Yesterday, Bristol-Myers Squibb
(BMY - Free Report
) lowered its fiscal 2009 outlook as a result of the split-off of pediatric nutrition company Mead Johnson Nutrition Co
(MJN - Free Report
) . Bristol-Myers expects earnings per share from continuing operations in the range of $1.75 -$1.80, down from its earlier guidance of $2.00 - $2.05. Earlier, in Nov, Bristol-Myers decided to split off its 83.1% holding in Mead Johnson.

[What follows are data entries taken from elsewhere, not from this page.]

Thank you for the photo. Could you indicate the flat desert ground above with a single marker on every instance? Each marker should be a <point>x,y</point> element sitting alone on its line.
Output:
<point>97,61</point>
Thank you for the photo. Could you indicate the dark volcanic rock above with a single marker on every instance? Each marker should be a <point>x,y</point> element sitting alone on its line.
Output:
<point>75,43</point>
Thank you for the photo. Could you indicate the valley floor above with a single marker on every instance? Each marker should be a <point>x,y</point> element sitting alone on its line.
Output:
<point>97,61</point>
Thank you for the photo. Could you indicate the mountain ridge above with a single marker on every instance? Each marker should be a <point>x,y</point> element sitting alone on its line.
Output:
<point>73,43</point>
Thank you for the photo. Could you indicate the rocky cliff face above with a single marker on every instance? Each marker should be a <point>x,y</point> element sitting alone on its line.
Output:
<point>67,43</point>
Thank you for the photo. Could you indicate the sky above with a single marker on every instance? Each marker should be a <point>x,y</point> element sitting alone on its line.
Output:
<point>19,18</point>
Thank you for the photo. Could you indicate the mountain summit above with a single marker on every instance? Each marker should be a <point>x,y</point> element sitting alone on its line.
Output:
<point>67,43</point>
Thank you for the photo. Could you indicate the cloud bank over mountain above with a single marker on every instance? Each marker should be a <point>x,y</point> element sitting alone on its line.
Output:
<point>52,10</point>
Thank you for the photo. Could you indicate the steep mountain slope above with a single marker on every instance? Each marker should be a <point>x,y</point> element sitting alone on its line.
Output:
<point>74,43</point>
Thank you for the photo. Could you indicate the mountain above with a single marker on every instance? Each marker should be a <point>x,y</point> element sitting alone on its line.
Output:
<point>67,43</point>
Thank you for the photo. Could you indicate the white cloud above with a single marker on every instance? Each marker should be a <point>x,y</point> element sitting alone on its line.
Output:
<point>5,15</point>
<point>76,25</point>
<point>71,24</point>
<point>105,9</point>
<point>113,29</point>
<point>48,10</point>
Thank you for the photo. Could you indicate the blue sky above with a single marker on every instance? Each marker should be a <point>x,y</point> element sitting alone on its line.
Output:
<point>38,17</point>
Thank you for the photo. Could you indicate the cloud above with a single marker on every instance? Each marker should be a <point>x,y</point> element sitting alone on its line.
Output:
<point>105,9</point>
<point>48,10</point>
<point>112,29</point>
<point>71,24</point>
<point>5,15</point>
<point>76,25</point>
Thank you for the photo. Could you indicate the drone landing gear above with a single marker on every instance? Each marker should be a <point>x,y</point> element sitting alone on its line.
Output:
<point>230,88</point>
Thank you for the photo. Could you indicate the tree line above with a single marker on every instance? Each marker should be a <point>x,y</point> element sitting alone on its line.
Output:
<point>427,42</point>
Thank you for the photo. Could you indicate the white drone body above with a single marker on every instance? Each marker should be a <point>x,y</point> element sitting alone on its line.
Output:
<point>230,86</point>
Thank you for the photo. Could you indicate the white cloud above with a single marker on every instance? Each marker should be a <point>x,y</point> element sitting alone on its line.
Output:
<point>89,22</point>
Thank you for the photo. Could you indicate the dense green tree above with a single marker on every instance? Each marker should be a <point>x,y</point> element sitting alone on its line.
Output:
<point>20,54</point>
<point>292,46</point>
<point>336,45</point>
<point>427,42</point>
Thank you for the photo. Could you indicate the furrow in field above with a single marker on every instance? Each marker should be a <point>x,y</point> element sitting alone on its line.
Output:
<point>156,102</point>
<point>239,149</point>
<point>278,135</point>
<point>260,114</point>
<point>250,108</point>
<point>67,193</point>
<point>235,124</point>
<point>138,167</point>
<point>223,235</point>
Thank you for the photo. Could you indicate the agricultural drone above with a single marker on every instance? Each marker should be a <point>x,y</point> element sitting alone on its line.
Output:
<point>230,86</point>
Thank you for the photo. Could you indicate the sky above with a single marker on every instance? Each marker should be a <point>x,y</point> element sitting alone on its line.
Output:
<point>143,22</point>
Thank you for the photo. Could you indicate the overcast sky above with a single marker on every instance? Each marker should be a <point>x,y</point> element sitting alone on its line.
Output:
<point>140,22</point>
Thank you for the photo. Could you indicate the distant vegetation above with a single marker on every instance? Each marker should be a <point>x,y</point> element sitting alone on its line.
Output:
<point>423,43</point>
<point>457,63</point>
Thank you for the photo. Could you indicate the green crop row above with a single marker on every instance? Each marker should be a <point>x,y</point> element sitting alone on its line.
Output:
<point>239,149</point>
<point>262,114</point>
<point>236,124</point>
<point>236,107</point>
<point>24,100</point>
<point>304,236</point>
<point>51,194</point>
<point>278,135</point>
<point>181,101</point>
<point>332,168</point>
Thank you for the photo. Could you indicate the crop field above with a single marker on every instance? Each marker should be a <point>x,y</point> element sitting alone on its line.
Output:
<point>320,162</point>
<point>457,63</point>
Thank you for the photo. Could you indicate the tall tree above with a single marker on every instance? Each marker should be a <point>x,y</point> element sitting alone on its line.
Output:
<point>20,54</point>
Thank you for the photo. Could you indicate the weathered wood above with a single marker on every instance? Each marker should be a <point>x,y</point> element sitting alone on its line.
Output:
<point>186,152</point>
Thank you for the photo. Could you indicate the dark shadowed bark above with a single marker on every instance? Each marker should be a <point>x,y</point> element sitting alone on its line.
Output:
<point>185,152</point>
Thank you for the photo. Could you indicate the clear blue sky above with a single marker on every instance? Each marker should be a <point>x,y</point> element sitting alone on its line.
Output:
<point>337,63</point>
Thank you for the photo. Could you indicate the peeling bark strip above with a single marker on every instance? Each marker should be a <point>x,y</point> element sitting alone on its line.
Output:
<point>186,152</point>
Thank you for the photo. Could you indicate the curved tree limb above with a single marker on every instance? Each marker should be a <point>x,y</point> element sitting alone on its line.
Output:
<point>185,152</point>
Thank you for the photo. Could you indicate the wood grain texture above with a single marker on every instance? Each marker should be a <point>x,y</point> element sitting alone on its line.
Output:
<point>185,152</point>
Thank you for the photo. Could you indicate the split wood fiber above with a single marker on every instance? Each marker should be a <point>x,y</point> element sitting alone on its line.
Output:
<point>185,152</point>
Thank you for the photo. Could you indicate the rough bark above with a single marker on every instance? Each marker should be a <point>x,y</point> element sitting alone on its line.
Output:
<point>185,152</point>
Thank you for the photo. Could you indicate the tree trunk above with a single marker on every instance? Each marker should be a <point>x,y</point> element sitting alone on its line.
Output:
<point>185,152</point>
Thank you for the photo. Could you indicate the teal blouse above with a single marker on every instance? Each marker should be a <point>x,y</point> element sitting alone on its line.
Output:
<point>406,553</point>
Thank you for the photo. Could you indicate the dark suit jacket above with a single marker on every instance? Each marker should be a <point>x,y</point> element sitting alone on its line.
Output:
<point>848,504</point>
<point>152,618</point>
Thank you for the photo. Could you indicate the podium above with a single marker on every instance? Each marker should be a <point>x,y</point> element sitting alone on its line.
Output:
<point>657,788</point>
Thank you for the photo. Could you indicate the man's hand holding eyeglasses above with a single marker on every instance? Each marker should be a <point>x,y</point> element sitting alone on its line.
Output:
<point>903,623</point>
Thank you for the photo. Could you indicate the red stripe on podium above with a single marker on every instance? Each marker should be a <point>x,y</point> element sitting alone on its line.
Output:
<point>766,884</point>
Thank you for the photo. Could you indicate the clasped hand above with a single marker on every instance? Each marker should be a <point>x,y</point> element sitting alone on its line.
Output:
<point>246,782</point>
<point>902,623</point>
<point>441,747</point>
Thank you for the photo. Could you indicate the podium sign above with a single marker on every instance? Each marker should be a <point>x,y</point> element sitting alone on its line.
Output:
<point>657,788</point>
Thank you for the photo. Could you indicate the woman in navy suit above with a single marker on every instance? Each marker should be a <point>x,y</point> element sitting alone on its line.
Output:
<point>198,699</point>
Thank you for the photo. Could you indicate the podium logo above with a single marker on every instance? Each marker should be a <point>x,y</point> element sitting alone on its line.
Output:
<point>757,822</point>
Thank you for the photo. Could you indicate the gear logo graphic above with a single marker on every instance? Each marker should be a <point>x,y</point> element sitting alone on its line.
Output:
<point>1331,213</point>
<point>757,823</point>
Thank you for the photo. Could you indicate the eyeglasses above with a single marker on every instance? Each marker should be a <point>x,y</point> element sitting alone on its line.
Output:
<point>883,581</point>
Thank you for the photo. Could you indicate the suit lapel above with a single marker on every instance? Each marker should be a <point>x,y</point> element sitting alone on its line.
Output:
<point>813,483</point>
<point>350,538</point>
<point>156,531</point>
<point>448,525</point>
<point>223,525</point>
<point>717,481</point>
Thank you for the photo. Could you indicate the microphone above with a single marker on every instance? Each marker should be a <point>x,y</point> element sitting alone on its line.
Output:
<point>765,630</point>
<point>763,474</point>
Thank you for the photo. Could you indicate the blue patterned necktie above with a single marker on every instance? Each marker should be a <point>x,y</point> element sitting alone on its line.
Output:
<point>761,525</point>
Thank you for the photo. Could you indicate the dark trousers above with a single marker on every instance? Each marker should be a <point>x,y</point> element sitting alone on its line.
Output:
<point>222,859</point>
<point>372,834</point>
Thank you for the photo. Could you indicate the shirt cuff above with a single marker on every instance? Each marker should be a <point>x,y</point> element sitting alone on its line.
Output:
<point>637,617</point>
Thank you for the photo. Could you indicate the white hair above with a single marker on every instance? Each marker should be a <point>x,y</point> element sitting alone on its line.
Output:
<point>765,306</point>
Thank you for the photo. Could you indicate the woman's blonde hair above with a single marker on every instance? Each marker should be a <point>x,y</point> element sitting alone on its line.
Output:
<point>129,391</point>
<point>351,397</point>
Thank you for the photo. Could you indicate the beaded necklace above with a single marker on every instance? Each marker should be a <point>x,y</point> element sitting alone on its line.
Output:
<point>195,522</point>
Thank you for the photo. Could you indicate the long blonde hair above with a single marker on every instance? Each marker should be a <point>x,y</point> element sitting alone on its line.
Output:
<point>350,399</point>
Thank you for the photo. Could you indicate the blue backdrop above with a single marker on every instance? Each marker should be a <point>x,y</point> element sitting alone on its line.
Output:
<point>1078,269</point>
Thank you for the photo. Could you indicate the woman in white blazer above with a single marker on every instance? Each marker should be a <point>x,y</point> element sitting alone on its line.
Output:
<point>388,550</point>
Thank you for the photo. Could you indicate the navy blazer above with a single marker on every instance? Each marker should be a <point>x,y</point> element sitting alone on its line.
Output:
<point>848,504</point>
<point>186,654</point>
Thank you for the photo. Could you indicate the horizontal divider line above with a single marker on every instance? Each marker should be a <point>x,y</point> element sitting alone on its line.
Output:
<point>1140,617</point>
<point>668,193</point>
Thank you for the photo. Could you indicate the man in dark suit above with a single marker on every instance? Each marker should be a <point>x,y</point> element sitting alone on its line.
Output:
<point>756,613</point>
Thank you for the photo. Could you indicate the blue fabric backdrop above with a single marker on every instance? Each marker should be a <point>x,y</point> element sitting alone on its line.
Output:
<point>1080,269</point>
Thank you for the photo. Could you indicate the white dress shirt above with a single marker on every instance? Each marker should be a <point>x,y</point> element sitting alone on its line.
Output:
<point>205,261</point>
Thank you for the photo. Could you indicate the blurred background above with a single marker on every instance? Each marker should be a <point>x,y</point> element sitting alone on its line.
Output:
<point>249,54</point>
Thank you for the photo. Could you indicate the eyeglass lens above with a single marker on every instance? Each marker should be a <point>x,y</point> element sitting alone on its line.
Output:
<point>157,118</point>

Mead Johnson completed a public offering in Feb 2009. Since then, its shares have risen considerably. Following the completion of the spin-off, Bristol-Myers expects the transaction to be net cash flow positive to its biopharmaceutical business and accretive to earnings beginning in 2010. Earlier this month, the share swap ratio between the two companies was amended to 0.6313 shares of Mead Johnson per 1 Bristol-Myers common share from the earlier 0.6027. The offer expired on December 17.
The split-off would enable Bristol-Myers to operate as a fully independent biopharmaceutical company, focusing exclusively on its Pharmaceuticals segment, which manufactures and sells branded pharmaceutical drugs, such as Pravachol for cholesterol reduction, Plavix for hypertension and Erbitux for cancer.
Plavix, the antiplatelet blood thinner indicated for reducing heart attack risks in patients with atherosclerosis, is the top growth driver at Bristol. However, patent expirations loom large on the company starting 2011, when Plavix is likely to face generics in the United States.
The company has lost patent protection on products worth about $4 billion in sales over the past four years. Generic competition has resulted in drugs such as Cefzil, Paraplatin, Glucophage, Monopril and Taxol experiencing sales declines. However, the $1 billion addition in cost cuts in 2012−2013, the extension of the Abilify agreement with Otsuka and the acquisition of Medarex are indications that management is taking meaningful steps to prepare for the loss of exclusivity of Plavix.
Currently, we are Neutral on Bristol-Myers.